15. Where do you source your hemp and CBD from?

We have partners in Kentucky who grew a dedicated plot for us this year (2016) which is being used in our products now. mjna message boardWe also currently source from Europe but we’ll be changing that soon.

16. What kind of testing/analysis is performed on your products?

We have an industry leading quality control system, and we have third party laboratories analyze all of our hemp extracts and our final products for cannabinoid potency, heavy metals, bacterial and microbial life, mycotoxins (fungus), and pesticides.

17. What is CO2 extraction? What’s the difference between subcritical and supercritical CO2 extractions?

CO2 extraction is an extraction process that uses pressurized carbon dioxide to extract phyto-chemicals (such as CBD, CBG, or terpenes, flavonoids, etc.) from a plant. CO2 at certain temperatures and pressures acts like a solvent, without the dangers of actually being one. It is the most expensive extraction method, and is widely considered the most effective and safest plant extraction method in the world.

Many hemp and CBD companies boast about their supercritical CO2 extractions, but that’s actually only one (and perhaps an inferior) method of using a CO2 extraction machine. There are also subcritical CO2 extractions, and ‘mid-critical’, a general range between subcritical and supercritical. Subcritical (low temp, low pressure) CO2 extractions take more time and produce smaller yields than super-critical, but they retain the essential oils, terpenes, and other sensitive chemicals within the plant. Supercritical, on the other hand, is a high pressure and high temperature process that damages most terpenes and heat sensitive chemicals, but can extract much larger molecules such as lipids (omega 3 and 6), chlorophyll, and waxes.

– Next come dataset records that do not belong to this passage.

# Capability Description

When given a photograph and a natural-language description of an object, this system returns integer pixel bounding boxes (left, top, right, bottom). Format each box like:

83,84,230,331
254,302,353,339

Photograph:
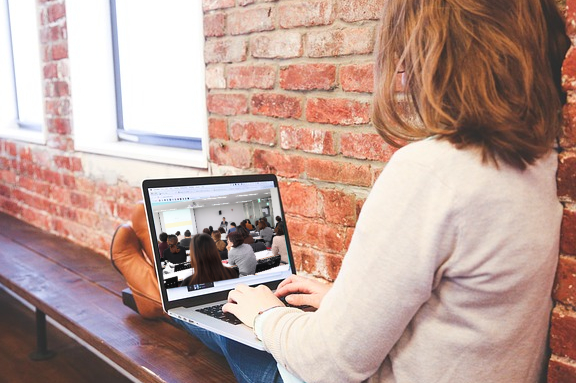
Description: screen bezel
142,174,296,311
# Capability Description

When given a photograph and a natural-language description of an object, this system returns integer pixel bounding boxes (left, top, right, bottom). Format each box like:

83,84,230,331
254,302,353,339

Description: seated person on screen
274,215,283,233
272,223,288,263
181,233,238,286
163,234,186,263
259,221,274,247
228,231,257,277
158,232,168,257
212,231,228,260
180,230,192,249
236,226,254,245
228,222,236,235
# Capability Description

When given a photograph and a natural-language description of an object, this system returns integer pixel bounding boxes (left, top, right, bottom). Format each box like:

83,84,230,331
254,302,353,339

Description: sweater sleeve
262,159,458,383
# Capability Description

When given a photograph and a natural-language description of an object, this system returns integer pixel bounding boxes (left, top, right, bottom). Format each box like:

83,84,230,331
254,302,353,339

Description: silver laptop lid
142,174,296,311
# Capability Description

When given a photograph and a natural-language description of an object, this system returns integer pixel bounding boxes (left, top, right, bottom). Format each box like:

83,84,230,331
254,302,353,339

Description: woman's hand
222,284,284,327
275,275,332,308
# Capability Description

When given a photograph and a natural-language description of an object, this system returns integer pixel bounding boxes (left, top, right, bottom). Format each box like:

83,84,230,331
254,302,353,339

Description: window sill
75,142,208,169
0,128,46,145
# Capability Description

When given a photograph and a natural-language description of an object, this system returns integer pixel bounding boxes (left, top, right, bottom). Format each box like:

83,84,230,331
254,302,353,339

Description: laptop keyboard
196,297,316,325
196,303,242,324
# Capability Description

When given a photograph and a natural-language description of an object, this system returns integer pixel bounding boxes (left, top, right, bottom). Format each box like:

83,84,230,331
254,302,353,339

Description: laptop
142,174,296,350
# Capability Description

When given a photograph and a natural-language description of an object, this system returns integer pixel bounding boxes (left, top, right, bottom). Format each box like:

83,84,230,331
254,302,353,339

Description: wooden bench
0,213,236,383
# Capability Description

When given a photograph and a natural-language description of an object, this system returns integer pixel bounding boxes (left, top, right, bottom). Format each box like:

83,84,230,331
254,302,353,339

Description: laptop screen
142,175,295,307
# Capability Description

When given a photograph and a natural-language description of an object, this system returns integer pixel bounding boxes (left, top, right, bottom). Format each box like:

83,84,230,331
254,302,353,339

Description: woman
272,224,288,263
212,231,228,260
187,0,569,383
236,225,254,245
274,215,283,233
228,231,256,277
181,233,238,286
258,221,274,247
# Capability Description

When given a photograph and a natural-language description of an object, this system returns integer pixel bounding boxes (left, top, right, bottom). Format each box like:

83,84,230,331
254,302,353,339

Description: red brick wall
548,0,576,383
0,0,576,383
204,0,393,279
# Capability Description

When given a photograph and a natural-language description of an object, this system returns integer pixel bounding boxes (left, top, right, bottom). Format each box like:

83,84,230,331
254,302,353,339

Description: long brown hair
373,0,570,169
189,234,238,285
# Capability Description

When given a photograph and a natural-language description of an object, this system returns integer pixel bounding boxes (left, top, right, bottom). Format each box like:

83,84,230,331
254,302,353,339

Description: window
0,0,44,142
110,0,206,149
66,0,208,168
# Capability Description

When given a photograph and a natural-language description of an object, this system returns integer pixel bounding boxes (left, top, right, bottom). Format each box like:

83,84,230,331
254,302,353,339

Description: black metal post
29,307,56,361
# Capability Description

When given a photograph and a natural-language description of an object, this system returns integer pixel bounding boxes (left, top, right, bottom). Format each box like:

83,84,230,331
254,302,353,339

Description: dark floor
0,289,131,383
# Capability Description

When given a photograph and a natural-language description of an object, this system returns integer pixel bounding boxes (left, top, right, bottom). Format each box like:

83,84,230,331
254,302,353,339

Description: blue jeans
172,318,283,383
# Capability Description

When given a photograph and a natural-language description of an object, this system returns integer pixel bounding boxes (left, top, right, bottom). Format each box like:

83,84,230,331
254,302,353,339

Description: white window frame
0,0,47,144
66,0,208,169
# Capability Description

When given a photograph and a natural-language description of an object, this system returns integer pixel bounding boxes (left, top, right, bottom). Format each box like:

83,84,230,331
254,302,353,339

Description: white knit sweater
262,139,562,383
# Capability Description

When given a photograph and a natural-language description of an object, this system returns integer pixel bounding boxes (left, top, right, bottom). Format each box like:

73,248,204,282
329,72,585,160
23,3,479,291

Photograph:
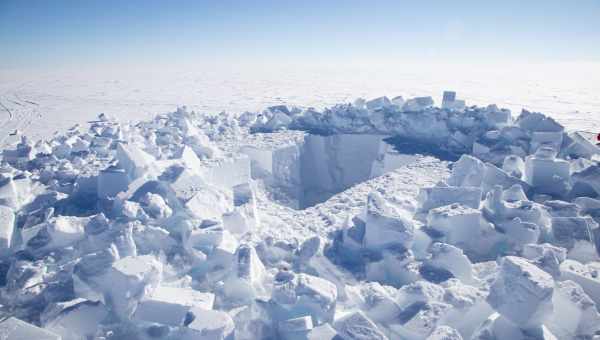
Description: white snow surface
0,62,600,143
0,70,600,340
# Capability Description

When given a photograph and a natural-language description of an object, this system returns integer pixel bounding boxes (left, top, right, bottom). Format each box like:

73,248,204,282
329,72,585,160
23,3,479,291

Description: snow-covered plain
0,65,600,340
0,63,600,147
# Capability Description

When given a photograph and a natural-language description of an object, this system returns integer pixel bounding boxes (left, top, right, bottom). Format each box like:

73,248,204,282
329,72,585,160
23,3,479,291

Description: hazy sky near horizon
0,0,600,69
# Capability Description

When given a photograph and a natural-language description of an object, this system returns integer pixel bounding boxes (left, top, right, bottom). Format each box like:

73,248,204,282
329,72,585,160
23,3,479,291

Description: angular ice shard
426,326,463,340
177,307,235,340
571,165,600,197
0,317,61,340
390,302,452,339
272,271,337,325
94,255,162,319
116,143,156,181
366,97,392,111
502,155,525,179
417,186,481,212
41,299,108,340
552,217,598,262
546,280,600,339
333,311,388,340
447,155,485,187
133,286,215,327
364,192,414,250
522,243,567,279
515,110,564,132
185,185,233,223
223,244,265,301
427,203,484,247
425,242,473,283
0,205,15,252
487,256,554,328
560,260,600,306
98,166,130,199
402,97,433,112
277,316,313,340
561,132,600,158
306,323,340,340
529,131,564,154
525,147,571,196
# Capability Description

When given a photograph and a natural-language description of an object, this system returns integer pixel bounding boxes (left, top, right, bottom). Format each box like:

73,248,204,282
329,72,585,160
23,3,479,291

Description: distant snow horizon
0,59,600,145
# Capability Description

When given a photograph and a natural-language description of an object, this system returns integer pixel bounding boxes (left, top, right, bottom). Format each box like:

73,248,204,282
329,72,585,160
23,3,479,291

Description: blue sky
0,0,600,68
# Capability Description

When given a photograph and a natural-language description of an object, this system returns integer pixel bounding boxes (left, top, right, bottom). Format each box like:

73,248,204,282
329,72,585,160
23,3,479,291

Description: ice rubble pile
0,92,600,339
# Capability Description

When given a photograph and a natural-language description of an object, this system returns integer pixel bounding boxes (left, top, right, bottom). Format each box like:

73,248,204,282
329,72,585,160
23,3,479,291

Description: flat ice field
0,64,600,146
0,65,600,340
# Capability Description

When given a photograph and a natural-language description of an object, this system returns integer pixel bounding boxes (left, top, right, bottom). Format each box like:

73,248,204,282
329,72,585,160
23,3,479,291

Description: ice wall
241,134,408,209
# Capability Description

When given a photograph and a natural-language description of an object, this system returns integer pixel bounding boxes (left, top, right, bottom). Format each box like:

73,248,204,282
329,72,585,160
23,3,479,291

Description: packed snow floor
0,60,600,147
0,91,600,340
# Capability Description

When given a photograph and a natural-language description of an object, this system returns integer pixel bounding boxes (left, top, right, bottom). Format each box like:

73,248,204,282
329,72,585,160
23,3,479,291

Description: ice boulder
483,104,512,128
272,271,338,325
306,323,340,340
546,280,600,339
97,166,130,199
552,217,598,262
223,244,266,301
496,217,542,252
364,192,414,250
522,243,567,278
93,255,162,319
529,131,564,154
482,163,530,195
365,97,392,111
133,286,215,327
0,205,15,252
183,224,238,267
560,260,600,307
185,185,233,222
441,279,494,339
389,302,452,339
525,147,571,196
425,242,473,283
417,185,481,213
427,203,484,247
571,164,600,197
392,96,405,109
561,132,600,158
22,216,89,251
471,313,557,340
487,256,554,328
179,145,202,170
333,311,388,340
347,282,400,324
447,154,485,187
277,316,313,340
200,154,252,189
0,317,61,340
426,326,463,340
502,155,525,179
41,298,108,340
115,143,155,181
177,307,235,340
141,192,173,219
515,110,564,132
402,97,433,112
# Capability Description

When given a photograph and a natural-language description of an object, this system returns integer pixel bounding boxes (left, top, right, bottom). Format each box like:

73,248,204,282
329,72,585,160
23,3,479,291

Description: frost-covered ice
0,91,600,340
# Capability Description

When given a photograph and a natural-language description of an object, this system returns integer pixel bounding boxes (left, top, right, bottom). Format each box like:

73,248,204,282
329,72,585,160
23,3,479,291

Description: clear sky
0,0,600,68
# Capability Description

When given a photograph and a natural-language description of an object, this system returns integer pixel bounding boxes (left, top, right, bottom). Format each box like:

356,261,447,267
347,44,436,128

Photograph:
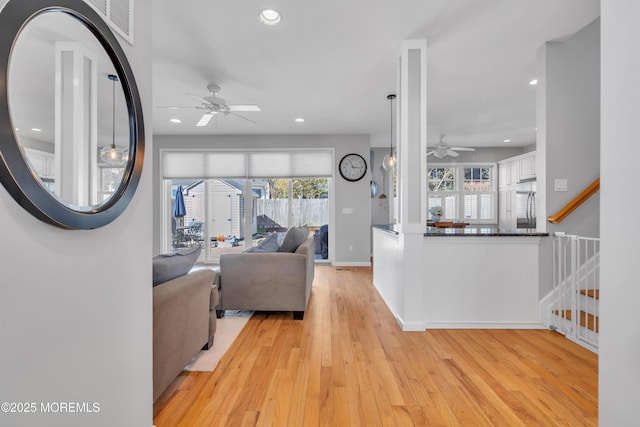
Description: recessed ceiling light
258,9,282,25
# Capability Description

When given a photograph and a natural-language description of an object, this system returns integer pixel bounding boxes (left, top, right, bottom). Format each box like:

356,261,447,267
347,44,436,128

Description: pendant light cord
109,74,118,150
387,94,396,157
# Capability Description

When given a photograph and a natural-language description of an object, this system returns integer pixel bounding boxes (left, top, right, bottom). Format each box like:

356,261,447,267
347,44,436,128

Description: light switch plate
553,178,567,191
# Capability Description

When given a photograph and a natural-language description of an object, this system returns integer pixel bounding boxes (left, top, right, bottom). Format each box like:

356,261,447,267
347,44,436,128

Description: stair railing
547,178,600,224
547,233,600,352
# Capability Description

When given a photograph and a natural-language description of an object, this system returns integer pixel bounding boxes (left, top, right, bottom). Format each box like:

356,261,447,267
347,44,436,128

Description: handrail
547,178,600,224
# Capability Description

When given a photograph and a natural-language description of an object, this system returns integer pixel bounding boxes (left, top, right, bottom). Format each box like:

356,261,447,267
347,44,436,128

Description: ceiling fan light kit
258,9,282,26
382,94,397,171
427,135,476,159
158,84,262,127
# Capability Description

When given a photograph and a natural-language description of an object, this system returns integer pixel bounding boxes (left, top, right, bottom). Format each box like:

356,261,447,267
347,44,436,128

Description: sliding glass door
165,178,330,263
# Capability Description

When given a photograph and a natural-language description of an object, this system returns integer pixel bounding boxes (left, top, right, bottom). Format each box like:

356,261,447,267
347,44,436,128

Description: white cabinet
498,152,536,229
498,188,516,229
518,153,536,181
498,162,519,188
24,148,56,179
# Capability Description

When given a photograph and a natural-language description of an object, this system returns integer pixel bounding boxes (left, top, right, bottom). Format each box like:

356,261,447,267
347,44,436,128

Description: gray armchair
220,237,314,320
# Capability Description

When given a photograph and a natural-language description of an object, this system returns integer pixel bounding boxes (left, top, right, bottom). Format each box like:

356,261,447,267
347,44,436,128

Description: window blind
161,150,333,179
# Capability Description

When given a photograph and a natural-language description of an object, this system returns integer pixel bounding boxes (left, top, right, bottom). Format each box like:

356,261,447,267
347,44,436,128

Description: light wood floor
154,266,598,427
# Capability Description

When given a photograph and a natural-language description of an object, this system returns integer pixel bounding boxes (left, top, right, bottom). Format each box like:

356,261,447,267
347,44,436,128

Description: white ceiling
152,0,600,147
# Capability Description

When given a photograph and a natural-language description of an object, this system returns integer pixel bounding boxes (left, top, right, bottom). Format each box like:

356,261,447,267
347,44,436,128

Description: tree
269,178,329,199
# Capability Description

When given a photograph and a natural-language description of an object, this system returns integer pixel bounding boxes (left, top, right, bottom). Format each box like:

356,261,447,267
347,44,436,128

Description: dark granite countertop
373,224,549,237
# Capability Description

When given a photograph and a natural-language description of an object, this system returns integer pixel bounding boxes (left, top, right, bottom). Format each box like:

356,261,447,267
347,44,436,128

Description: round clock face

A truly full-spectrum CO2 extract includes first performing a subcritical extraction, separating the extracted oil, and then extracting the same plant material using supercritical pressure, and then homogenizing both oil extracts into one. In the essential oil industry, an extract made using this specific process is referred to as a CO2 Total.

18. What is the endocannabinoid system (ECS)?

“The endocannabinoid system (ECS) is a group of endogenous cannabinoid receptors located in the mammalian brain and throughout the central and peripheral nervous systems, consisting of neuromodulatory lipids and their receptors.” Wikipedia

There are two main types of receptors in the ECS, CB1 and CB2. CB1 receptors are primarily located in the central nervous system and brains of mammals, and CB2 are generally found in the peripheral nervous system. There are two main cannabinoids mammals produce- 2AG and Anandamide (named after the Sanskrit term “ananda” which translates to “peace”).

For hundreds of millions of years every vertebrate on Earth has been equipped with this ECS, a crucial system in the body, and it has been known about in the scientific and medical communities since the 1980’s. However, it’s still not taught about in most medical schools.